On 3/10/21 4:48 PM, Hans de Goede wrote:
> Hi,
> 
> On 3/10/21 9:55 PM, Filipe Laíns wrote:
>> On Wed, 2021-03-10 at 15:24 -0500, Mark Hounschell wrote:
>>>
>>> That is correct, I don't have any buttons bound to keyboard events. With
>>> the original patch the G4(forward) and G5(Backward) buttons work in a
>>> browser. I guess G7, G8, and G9 buttons are programmable to keyboard events?
>>>
>>> However this patch does not seem to fix the messages I get.
>>>
>>> Regards
>>> Mark
>>
>> Those events belong to the USB HID button usage page and are sent by the
>> receiver in the HID device with the unnumbered report descriptor, so they are
>> not affected.
>>
>> Looking at the report descriptor for the other HID device, I see a report ID of
>> 128 (0x80) used for a vendor application, I am not really sure what it is used
>> for and can't seem to trigger my device to send it.
>>
>> I am gonna guess this is the device reporting the pressed buttons via vendor
>> reports or something like that. Speaking as the person who added support for
>> this device in libratbag, this report is very likely not something that we don't
>> need in our custom drivers and just likely something extra that Logitech built
>> to achieve something custom in the Windows driver. FWIW, this device is a very
>> weird one, it does not even follow Logitech's own spec :P
>>
>> Seeing this report the driver chugs.
>>
>> 	if (report > REPORT_TYPE_RFREPORT_LAST) {
>> 		hid_err(hdev, "Unexpected input report number %d\n", report);
>> 		return;
>> 	}
>>
>> Causing your
>>
>> [   36.471326] logitech-djreceiver 0003:046D:C537.0002: Unexpected input report number 128
>> [   36.565317] logitech-djreceiver 0003:046D:C537.0002: Unexpected input report number 128
>> [   42.390321] logitech-djreceiver 0003:046D:C537.0002: Unexpected input report number 128
>>
>> I feel like the correct fix for these cases is not to consume the report and not
>> forward it to device node, but rather to forward it to the receiver node.
>>
>> (looping in Hans)
>> Hans, you introduced this code, do you remember why? Where did
>> REPORT_TYPE_RFREPORT_LAST get its value from and what is the purpose of this
>> check?
>> Shouldn't we just keep forwarding unknown reports to the receiver node? Is there
>> any technical limitation to do that? I am not too familiar with this part of the
>> code.
> 
> The code used by the recvr_type_gaming_hidpp receivers is shared with all the
> other non-unifying receivers. Even though these receivers are not unifying the
> non gaming versions may still have multiple devices (typically a keyboard + a mouse)
> paired with them.
> 
> The standard HID interfaces which these devices emulate are usually split in
> at least 2 HID interfaces:
> 
> 1. A keyboard following the requirements of the "boot keyboard" subclass of the
> USB HID class, so that the keyboard works inside say the BIOS setup screen.
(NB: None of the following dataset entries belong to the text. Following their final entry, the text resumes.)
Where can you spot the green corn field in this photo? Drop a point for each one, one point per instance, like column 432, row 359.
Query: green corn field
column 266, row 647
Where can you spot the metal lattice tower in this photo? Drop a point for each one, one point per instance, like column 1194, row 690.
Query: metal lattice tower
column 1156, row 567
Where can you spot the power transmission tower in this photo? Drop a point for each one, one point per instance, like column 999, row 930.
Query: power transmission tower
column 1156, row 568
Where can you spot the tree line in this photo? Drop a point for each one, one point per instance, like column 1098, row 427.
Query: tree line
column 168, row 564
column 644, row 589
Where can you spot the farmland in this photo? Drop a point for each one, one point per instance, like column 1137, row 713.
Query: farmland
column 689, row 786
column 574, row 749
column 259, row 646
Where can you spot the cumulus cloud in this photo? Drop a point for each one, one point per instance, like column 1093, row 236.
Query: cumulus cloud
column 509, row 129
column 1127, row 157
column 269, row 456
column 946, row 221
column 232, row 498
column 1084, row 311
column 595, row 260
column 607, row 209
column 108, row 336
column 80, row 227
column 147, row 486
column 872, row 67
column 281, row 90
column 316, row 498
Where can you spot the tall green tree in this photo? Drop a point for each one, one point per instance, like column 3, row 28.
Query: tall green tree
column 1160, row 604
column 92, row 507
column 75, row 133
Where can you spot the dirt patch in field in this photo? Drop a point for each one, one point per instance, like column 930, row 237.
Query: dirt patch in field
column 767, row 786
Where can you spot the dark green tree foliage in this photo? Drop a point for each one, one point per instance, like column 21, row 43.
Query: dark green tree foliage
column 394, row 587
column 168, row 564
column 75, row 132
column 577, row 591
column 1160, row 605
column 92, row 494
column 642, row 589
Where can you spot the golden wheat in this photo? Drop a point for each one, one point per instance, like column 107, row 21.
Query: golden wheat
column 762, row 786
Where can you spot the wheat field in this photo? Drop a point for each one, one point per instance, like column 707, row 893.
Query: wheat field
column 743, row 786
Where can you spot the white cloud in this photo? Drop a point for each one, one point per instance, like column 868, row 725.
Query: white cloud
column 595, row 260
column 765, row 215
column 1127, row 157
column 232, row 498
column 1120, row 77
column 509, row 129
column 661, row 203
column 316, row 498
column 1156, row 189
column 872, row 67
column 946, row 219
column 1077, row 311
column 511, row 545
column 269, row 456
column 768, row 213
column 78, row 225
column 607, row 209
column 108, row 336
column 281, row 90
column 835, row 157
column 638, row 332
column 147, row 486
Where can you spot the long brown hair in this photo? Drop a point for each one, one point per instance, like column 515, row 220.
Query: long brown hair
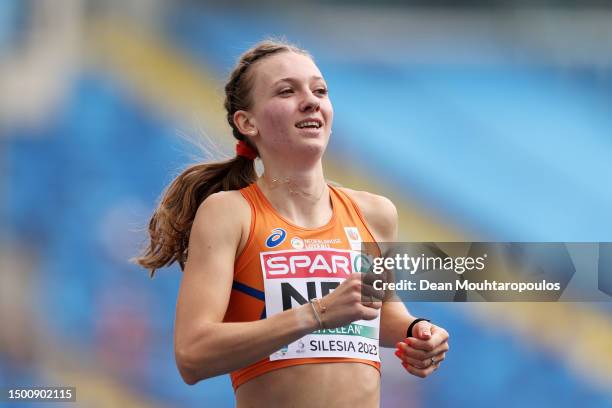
column 170, row 224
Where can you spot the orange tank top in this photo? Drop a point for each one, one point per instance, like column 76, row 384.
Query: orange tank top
column 284, row 265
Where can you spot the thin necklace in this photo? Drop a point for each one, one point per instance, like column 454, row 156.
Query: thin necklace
column 277, row 182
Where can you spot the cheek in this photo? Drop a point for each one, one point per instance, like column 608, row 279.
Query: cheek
column 275, row 121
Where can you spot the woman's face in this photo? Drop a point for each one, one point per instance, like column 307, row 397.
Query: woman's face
column 290, row 108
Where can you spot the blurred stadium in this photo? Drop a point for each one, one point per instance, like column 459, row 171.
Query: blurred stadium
column 481, row 120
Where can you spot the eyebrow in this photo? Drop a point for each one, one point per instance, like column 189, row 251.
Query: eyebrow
column 289, row 79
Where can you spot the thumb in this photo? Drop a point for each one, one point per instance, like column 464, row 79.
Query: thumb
column 422, row 330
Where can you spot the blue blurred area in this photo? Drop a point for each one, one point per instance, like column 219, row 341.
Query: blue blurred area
column 512, row 151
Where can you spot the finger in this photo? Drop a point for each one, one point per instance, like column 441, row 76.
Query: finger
column 370, row 313
column 420, row 364
column 368, row 290
column 436, row 339
column 419, row 354
column 439, row 332
column 422, row 330
column 418, row 358
column 419, row 372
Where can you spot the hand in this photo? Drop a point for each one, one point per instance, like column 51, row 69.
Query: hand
column 430, row 342
column 344, row 305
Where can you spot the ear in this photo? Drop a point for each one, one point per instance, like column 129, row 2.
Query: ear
column 245, row 123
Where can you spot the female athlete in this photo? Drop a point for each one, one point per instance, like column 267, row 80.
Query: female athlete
column 268, row 292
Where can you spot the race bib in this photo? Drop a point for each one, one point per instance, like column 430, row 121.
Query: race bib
column 292, row 277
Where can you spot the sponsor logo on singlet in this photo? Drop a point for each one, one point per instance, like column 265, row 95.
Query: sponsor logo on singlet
column 292, row 277
column 352, row 234
column 276, row 237
column 297, row 243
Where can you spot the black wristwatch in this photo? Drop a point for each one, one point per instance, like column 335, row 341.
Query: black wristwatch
column 415, row 321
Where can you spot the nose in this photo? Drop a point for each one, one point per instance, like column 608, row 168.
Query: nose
column 310, row 103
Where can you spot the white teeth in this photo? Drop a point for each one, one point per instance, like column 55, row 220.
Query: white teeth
column 308, row 124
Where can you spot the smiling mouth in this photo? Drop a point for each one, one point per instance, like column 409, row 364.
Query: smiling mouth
column 309, row 124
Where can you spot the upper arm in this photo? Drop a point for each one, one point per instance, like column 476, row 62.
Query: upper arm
column 379, row 212
column 207, row 278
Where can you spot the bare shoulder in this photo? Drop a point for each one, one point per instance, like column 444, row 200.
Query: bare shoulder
column 380, row 213
column 222, row 213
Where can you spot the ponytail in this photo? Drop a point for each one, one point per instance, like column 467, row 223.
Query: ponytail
column 171, row 222
column 170, row 225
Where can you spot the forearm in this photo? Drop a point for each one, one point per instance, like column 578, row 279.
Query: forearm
column 218, row 348
column 394, row 320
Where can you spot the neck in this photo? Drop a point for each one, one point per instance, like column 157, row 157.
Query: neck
column 301, row 196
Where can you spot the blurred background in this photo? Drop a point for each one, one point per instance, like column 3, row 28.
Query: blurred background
column 481, row 120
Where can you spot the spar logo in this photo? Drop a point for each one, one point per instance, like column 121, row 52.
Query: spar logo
column 316, row 263
column 276, row 237
column 299, row 275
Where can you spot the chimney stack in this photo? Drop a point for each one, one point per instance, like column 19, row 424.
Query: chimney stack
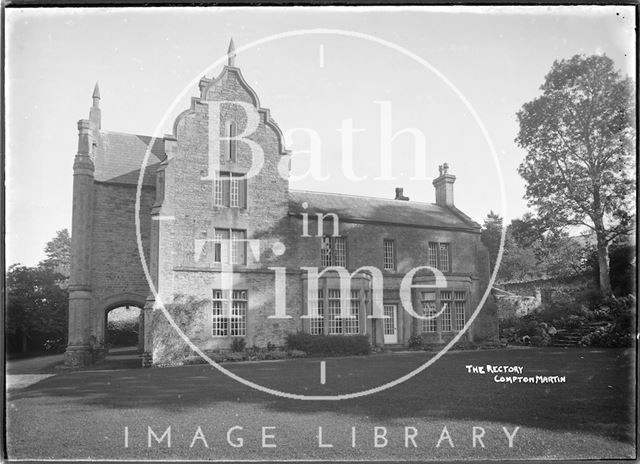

> This uses a single unnumbered HID report
> 
> 2. A mouse + media-keys interface, which delivers numbered reports, including the
> special Logitech HID++ reports for things like battery monitoring, but also some
> special keys, which have their own sub-addressing embedded inside the reports.
> 
> The driver asks the receiver for a list of paired devices and then builts a list
> of devices, which are then instantiated as child-HID devices which are
> handled by the drivers/hid/hid-logitech-hidpp.c driver.
> 
> Any input reports received by drivers/hid/hid-logitech-dj.c are then forwarded
> to the instantiated child devices, where they are actually processed.
> 
> The problem is that there is not a 1:1 relation between the interfaces and
> the instantiated child-devices, so the driver aggregates all input-reports
> from both interfaces together and then dispatches / forwards them to the
> child-devices using its own internal addressing.
> 
> This forwarding uses 2 different addressing schemes:
> 
> 1. If the report received is a special HID++ report, then it is forwarded to
> paired-dev child-dev matching the HID++ device-index which is embedded
> inside these special reports.
> 
> 2. If a normal (unnumbered or numbered) report is received then that report is
> forwarded based on the report-number.  What happens here is that each paired-dev
> which the hid-logitech-dj.c code instantiates has a bitmask associated with it
> which indicates which kind of reports it consumes. So e.g. a normal mouse will
> only consume mouse input-reports (STD_MOUSE, report-id 2) and a keyboard
> will consume all of:
> 
> #define STD_KEYBOARD                            BIT(1)
> #define MULTIMEDIA                              BIT(3)
> #define POWER_KEYS                              BIT(4)
> #define MEDIA_CENTER                            BIT(8)
> #define KBD_LEDS                                BIT(14)
> 
> When forwarding these normal (unnumbered or numbered) reports, the list of
> paired devices is searched and the report is forwarded to the first paired-dev
> which reports_supported bitmask includes the report-nr:
> 
> 	spin_lock_irqsave(&djrcv_dev->lock, flags);
>          for (i = 0; i < (DJ_MAX_PAIRED_DEVICES + DJ_DEVICE_INDEX_MIN); i++) {
>                  dj_dev = djrcv_dev->paired_dj_devices[i];
>                  if (dj_dev && (dj_dev->reports_supported & BIT(report))) {
>                          logi_dj_recv_forward_report(dj_dev, data, size);
>                          spin_unlock_irqrestore(&djrcv_dev->lock, flags);
>                          return;
>                  }
>          }
> 
> The:
> 
>          if (report > REPORT_TYPE_RFREPORT_LAST) {
>                  hid_err(hdev, "Unexpected input report number %d\n", report);
>                  return;
>          }
> 
> check happens before this to ensure that report can be represented
> as a bitmask, IOW to ensure that BIT(report) does what we expect it to do,
> without any wrapping BIT(128) cannot be represented in a 64 bit integer,
> so then we end up with undefined behavior. The result will likely be either
> 0x00 or 0x01, but it certainly will not do what we want.
> 
> I hope that helps explain why the check is there.
> 
> As for what to do about the errors, I agree with you that the code which is
> logging these errors should check for this new special input-reports with
> a report-number of 128 and just silently discard these.
> 
> Regards,
> 
> Hans
> 

I am unsubscribing from kernel.org mailing list. I only subscribed to 
report this issue. Please keep me CC'd to this thread.